Abdelilah Benkirane, ne peut briguer un troisième mandat malgré sa volonté de s’accrocher à la tête du secrétariat général du PJD mais avec la ferme détermination de régler de vieux comptes avec ses adversaires déclarés lors du congrès extraordinaire de sa formation en décembre prochain.

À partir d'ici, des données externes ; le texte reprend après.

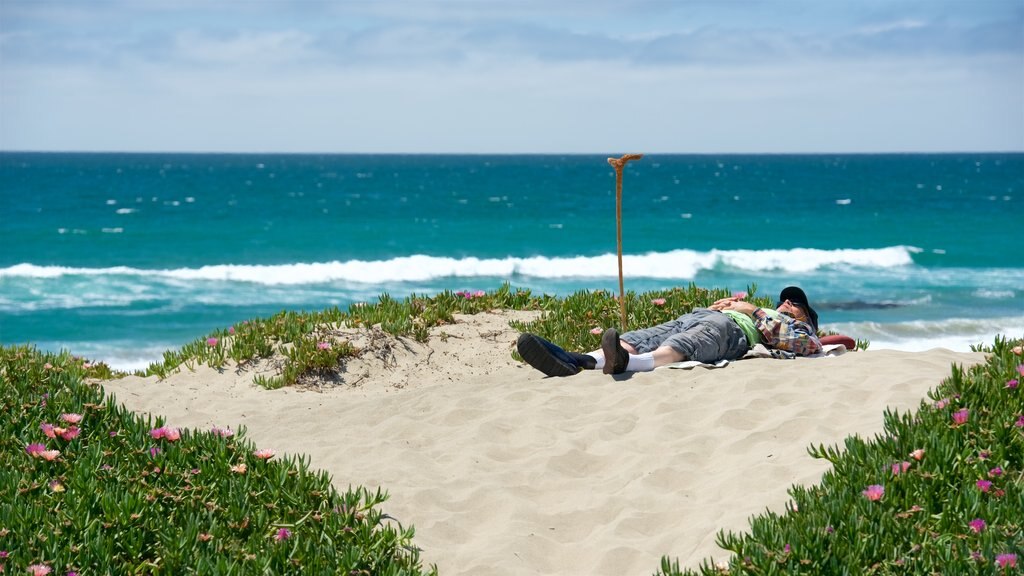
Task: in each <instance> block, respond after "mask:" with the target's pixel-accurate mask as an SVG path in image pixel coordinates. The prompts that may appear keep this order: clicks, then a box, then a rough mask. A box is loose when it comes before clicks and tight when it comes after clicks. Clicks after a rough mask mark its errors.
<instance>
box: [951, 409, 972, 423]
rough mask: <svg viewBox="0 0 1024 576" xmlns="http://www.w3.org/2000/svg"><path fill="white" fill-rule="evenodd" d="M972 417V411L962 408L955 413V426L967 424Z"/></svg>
mask: <svg viewBox="0 0 1024 576" xmlns="http://www.w3.org/2000/svg"><path fill="white" fill-rule="evenodd" d="M970 415H971V411H970V410H968V409H967V408H962V409H959V410H957V411H955V412H953V424H955V425H957V426H958V425H961V424H966V423H967V420H968V417H970Z"/></svg>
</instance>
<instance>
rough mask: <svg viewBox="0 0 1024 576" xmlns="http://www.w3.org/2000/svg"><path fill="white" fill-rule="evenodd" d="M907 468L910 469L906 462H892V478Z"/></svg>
mask: <svg viewBox="0 0 1024 576" xmlns="http://www.w3.org/2000/svg"><path fill="white" fill-rule="evenodd" d="M909 467H910V462H907V461H906V460H904V461H902V462H894V463H893V476H899V475H901V474H903V472H905V471H906V470H907V469H908V468H909Z"/></svg>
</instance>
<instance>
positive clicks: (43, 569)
mask: <svg viewBox="0 0 1024 576" xmlns="http://www.w3.org/2000/svg"><path fill="white" fill-rule="evenodd" d="M28 570H29V574H32V576H46V575H47V574H49V573H50V572H52V571H53V569H51V568H50V567H49V566H46V565H45V564H33V565H32V566H30V567H29V568H28Z"/></svg>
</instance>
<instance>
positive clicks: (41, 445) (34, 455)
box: [25, 444, 46, 457]
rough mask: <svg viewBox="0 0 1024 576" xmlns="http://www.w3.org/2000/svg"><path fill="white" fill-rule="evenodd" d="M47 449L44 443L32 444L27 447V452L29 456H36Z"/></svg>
mask: <svg viewBox="0 0 1024 576" xmlns="http://www.w3.org/2000/svg"><path fill="white" fill-rule="evenodd" d="M45 451H46V447H45V446H43V445H42V444H30V445H28V446H26V447H25V453H26V454H28V455H29V456H32V457H36V456H37V455H39V454H42V453H43V452H45Z"/></svg>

Hamid Chabat, compte également livrer une bataille féroce pour placer ses partisans avant de quitter, contraint, ses fonctions dans les prochains mois au profit de Nizar Baraka qui a toute la légitimité pour rajeunir et rénover le vieux parti nationaliste de l’Istiqlal. Un vaste projet!
Mohand Laenser ne compte pas quitter non plus le secrétariat général du Mouvement Populaire qu’il a occupé pendant 31 ans, mais lui aussi avec la ferme intention de placer son dauphin qui n’a aucun lien avec son parti, à savoir l’actuel ministre de l’éducation nationale, Mohammed Hassad qu’il a finalement préféré à Mohammed Ouzzine, trop impétueux à son gout et qui n’a pas la bénédiction du « Makhzen ». La succession sera risquée.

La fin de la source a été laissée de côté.